Berbicara kepada wartawan setelah rapat persiapan bersama perwakilan dari Prancis, Jerman dan Rusia untuk KTT empat-negara soal Suriah, Ibrahim Kalin berkata mereka mengharapkan status Idlib tetap sama, melindungi warga sipil dan mencegah terjadinya krisis kemanusiaan di sana.
"Poin utama semua orang adalah solusi harus politis, ketimbang militer," ujar dia.
Kalin menyebut ada konsensus umum yang mengatakan bahwa konsekuensi serangan atas Idlib akan sangat serius dan menyebabkan krisis kemanusiaan, juga gelombang imigran baru.
"Tentu saja, gelombang imigran baru tidak hanya membebani Turki. Ini bisa menyebabkan rantai krisis baru di Eropa. Maka, tidak ada yang menginginkan ini," tekan dia.

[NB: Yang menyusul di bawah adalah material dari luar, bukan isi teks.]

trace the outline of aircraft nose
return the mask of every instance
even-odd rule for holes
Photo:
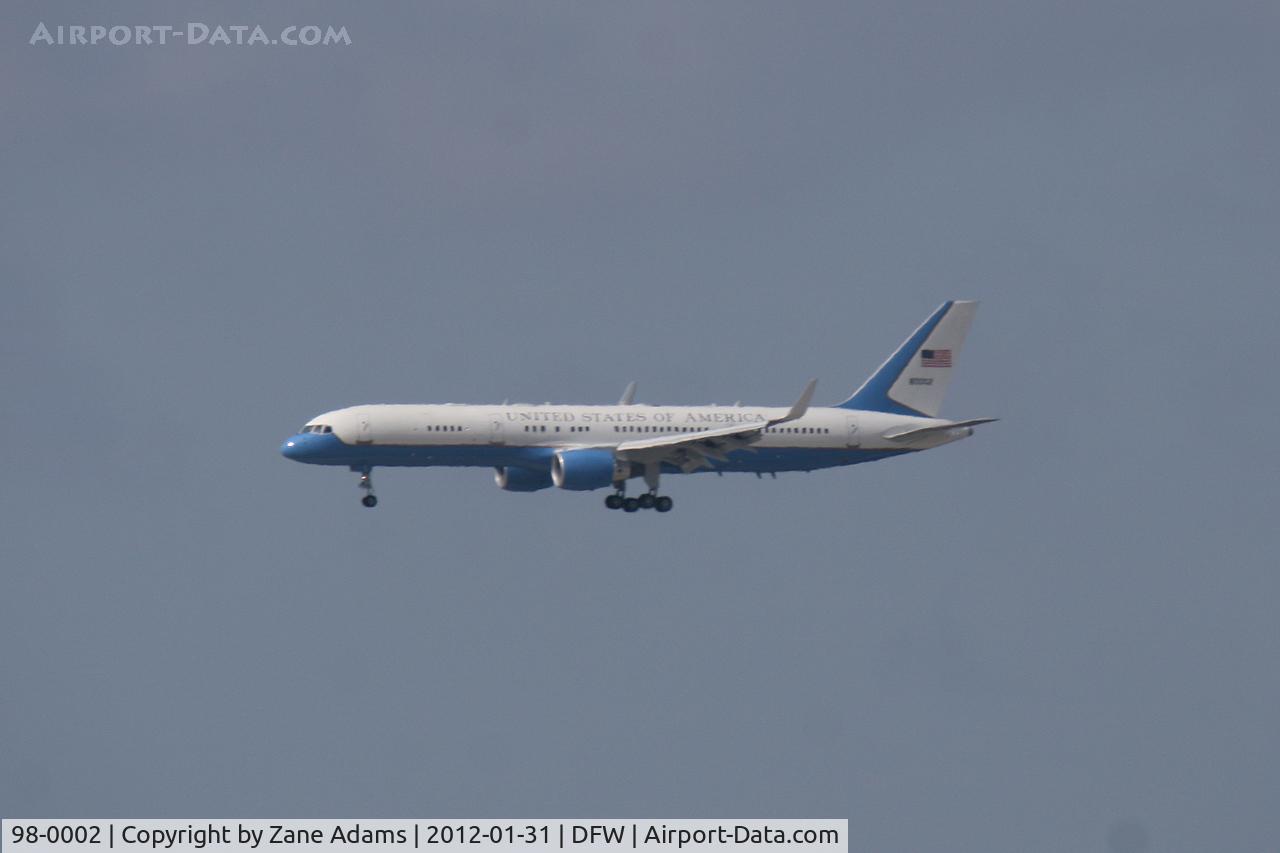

Kalin berkata imigran Suriah di seluruh dunia tidak akan kembali ke desa atau kota mereka di Suriah sebelum keamanannya dijamin.
Menyatakan bahwa pengeboman Idlib adalah "tidak bisa diterima" dan Turki akan memainkan perannya untuk mengurangi risiko keamanan di sana, Kalin berkata:
"Harapan kami untuk komunitas internasional dan para pemimpin adalah mereka memberikan dukungan yang lebih terbuka dan jelas untuk Turki."
Dia juga menambahkan kunjungan Presiden Turki Recep Tayyip Erdogan ke Kota Sochi di Rusia pada Senin dan usaha setelah itu sangat penting.
Sejak awal September, setidaknya 30 warga sipil tewas di Idlib dan Hama, sementara belasan lain terluka, karena serangan udara dan darat dari rezim Assad dan pesawat-pesawat Rusia, menurut badan pertahanan sipil White Helmets.
Rezim Suriah telah mengumumkan rencananya untuk meluncurkan serangan militer besar-besaran di wilayah yang telah lama dikuasai oleh berbagai kelompok oposisi bersenjata berbeda.
PBB memperingatkan serangan semacam ini akan menghasilkan "bencana kemanusiaan terparah di abad 21."